Nova Scotia Power is working on the SuperChargers at the Einfield location! Shouldn't be long now!


----------



## FRC (Aug 4, 2018)

Us tourists need one on Cape Breton!


----------



## PEIEVGUY (Dec 19, 2018)

Einfield, NS is officially open!


----------



## PiperPaul (Oct 31, 2018)

PEIEVGUY said:


> Einfield, NS is officially open!


Hey; excellent news - thanks for the update.
Are you in the Enfield area a lot? Have a friend at NS Power? Or have psychedelic powers?


----------



## PEIEVGUY (Dec 19, 2018)

PiperPaul said:


> Hey; excellent news - thanks for the update.
> Are you in the Enfield area a lot? Have a friend at NS Power? Or have psychedelic powers?
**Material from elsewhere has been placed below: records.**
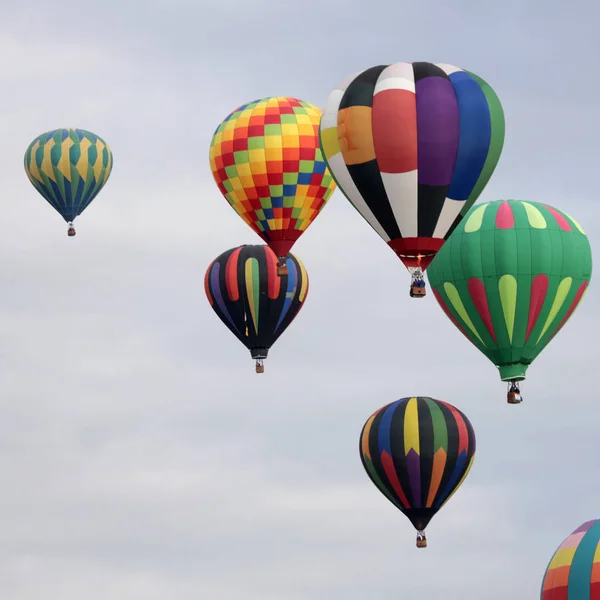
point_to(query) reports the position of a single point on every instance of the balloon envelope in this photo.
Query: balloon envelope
(256, 304)
(574, 570)
(412, 146)
(266, 160)
(417, 451)
(68, 167)
(510, 277)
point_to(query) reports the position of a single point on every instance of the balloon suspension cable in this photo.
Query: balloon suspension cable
(513, 395)
(281, 267)
(417, 284)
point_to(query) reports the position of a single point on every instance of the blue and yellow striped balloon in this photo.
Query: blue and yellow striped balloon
(68, 167)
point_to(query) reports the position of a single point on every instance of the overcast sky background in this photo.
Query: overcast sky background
(141, 458)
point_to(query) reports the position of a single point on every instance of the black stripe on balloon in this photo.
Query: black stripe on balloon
(454, 225)
(295, 305)
(360, 91)
(366, 176)
(425, 447)
(398, 454)
(421, 70)
(235, 308)
(376, 458)
(452, 430)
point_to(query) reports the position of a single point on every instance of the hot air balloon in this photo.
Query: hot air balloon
(266, 160)
(418, 451)
(256, 304)
(574, 570)
(509, 278)
(412, 146)
(68, 167)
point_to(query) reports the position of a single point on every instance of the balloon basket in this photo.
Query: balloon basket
(514, 398)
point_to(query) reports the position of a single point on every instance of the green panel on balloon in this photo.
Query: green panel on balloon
(510, 276)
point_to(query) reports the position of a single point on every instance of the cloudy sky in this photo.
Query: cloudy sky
(141, 458)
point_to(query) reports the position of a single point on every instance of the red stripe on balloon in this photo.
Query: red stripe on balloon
(390, 471)
(539, 288)
(505, 219)
(562, 222)
(274, 281)
(394, 119)
(479, 297)
(207, 286)
(231, 268)
(576, 301)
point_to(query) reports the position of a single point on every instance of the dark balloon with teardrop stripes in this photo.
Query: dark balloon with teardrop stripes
(418, 451)
(254, 302)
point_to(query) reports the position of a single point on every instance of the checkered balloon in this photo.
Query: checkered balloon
(266, 159)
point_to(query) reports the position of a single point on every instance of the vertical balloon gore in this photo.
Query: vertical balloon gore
(257, 304)
(417, 451)
(509, 277)
(266, 160)
(572, 573)
(412, 146)
(68, 167)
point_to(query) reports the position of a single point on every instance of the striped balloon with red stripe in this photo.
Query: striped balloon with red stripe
(510, 277)
(417, 451)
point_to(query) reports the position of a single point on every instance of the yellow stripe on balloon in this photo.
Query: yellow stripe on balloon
(47, 168)
(459, 307)
(304, 286)
(64, 164)
(559, 300)
(474, 222)
(534, 216)
(250, 290)
(411, 427)
(562, 558)
(82, 163)
(507, 288)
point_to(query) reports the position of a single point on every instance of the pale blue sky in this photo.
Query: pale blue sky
(141, 458)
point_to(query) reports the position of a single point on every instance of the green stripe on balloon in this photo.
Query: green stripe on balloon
(509, 277)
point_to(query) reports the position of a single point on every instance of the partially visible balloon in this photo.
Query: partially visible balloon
(574, 570)
(412, 146)
(266, 160)
(418, 451)
(510, 277)
(257, 305)
(68, 167)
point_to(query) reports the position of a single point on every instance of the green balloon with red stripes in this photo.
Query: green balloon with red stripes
(510, 276)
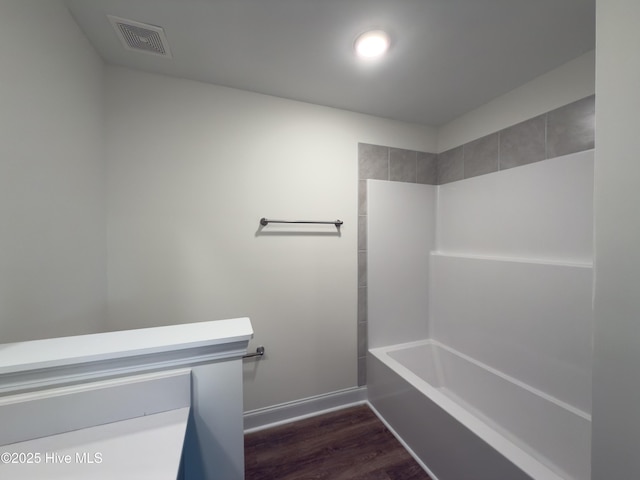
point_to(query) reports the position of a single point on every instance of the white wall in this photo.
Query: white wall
(616, 379)
(52, 218)
(401, 233)
(191, 170)
(565, 84)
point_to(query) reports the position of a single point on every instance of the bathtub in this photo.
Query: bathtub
(465, 420)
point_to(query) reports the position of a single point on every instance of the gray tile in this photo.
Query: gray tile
(402, 165)
(481, 156)
(362, 232)
(373, 162)
(362, 197)
(362, 371)
(450, 165)
(523, 143)
(362, 339)
(362, 269)
(426, 168)
(571, 128)
(362, 304)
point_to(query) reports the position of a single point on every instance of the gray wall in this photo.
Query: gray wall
(616, 378)
(52, 194)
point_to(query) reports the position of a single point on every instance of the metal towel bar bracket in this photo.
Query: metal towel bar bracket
(259, 353)
(264, 222)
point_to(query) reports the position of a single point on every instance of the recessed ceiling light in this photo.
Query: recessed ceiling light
(372, 44)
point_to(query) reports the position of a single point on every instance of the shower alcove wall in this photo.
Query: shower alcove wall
(479, 319)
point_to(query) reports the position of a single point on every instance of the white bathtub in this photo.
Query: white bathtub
(465, 420)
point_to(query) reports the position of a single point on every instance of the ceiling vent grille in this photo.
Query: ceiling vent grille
(140, 37)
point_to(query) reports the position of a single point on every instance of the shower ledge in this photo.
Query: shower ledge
(56, 361)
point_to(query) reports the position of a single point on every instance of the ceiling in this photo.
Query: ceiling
(447, 56)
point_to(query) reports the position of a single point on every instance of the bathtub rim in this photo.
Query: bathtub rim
(496, 440)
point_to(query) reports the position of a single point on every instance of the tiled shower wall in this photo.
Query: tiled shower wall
(562, 131)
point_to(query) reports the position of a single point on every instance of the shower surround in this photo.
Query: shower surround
(479, 318)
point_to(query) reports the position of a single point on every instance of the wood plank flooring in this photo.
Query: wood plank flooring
(349, 444)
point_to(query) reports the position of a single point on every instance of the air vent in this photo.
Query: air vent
(140, 37)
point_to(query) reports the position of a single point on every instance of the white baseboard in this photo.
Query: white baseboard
(262, 418)
(403, 443)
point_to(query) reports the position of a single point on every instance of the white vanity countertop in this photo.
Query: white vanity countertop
(143, 448)
(54, 352)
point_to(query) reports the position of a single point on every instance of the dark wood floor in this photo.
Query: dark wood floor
(350, 444)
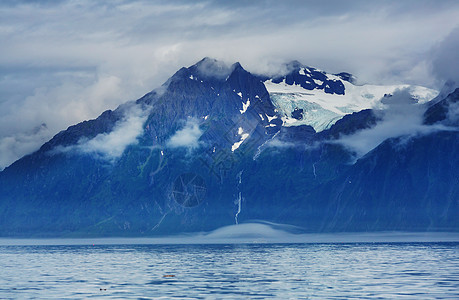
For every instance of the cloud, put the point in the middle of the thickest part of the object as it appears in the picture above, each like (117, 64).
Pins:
(63, 62)
(187, 137)
(402, 116)
(445, 58)
(110, 146)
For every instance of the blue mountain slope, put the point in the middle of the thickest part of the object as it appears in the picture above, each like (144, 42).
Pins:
(208, 149)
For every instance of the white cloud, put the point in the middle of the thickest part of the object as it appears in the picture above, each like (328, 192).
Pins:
(110, 146)
(187, 137)
(67, 61)
(402, 117)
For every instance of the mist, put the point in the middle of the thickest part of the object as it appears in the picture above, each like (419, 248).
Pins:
(68, 61)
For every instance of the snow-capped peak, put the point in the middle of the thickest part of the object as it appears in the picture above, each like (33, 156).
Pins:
(307, 96)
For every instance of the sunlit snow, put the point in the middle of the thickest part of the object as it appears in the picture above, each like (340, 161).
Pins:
(321, 110)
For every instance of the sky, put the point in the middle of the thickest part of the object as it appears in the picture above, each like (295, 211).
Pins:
(62, 62)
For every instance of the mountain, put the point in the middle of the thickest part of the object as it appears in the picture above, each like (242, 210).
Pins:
(216, 145)
(308, 96)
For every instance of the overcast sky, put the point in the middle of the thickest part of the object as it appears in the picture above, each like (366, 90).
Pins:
(62, 62)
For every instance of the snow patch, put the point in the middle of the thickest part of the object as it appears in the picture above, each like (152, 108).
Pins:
(245, 106)
(321, 110)
(243, 135)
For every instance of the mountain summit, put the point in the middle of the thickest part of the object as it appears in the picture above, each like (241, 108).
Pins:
(216, 145)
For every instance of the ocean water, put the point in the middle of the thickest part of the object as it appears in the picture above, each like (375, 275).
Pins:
(231, 271)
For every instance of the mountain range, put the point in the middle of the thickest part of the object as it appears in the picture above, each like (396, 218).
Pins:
(216, 145)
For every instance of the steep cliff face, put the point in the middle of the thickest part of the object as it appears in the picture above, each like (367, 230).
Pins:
(210, 148)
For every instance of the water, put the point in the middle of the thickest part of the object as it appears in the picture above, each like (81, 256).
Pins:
(255, 271)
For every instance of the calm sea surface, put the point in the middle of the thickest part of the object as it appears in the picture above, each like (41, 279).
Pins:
(246, 271)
None of the above, simply monitoring the Electric Vehicle Association of Atlantic Canada (EVAAC) on Facebook.


----------



## PEIEVGUY (Dec 19, 2018)

Looks like another East Coast SuperCharger being installed this summer! 
Woodstock, NB! Super convenient for anyone crossing the boarder into or from Maine!


----------



## PEIEVGUY (Dec 19, 2018)

Once again, I've stolen this from EVAAC on Facebook; the SC at Quispamsis, NB (aka Saint John) is live!


----------



## PEIEVGUY (Dec 19, 2018)

And now Salsisbury, NB (Moncton) is live!


----------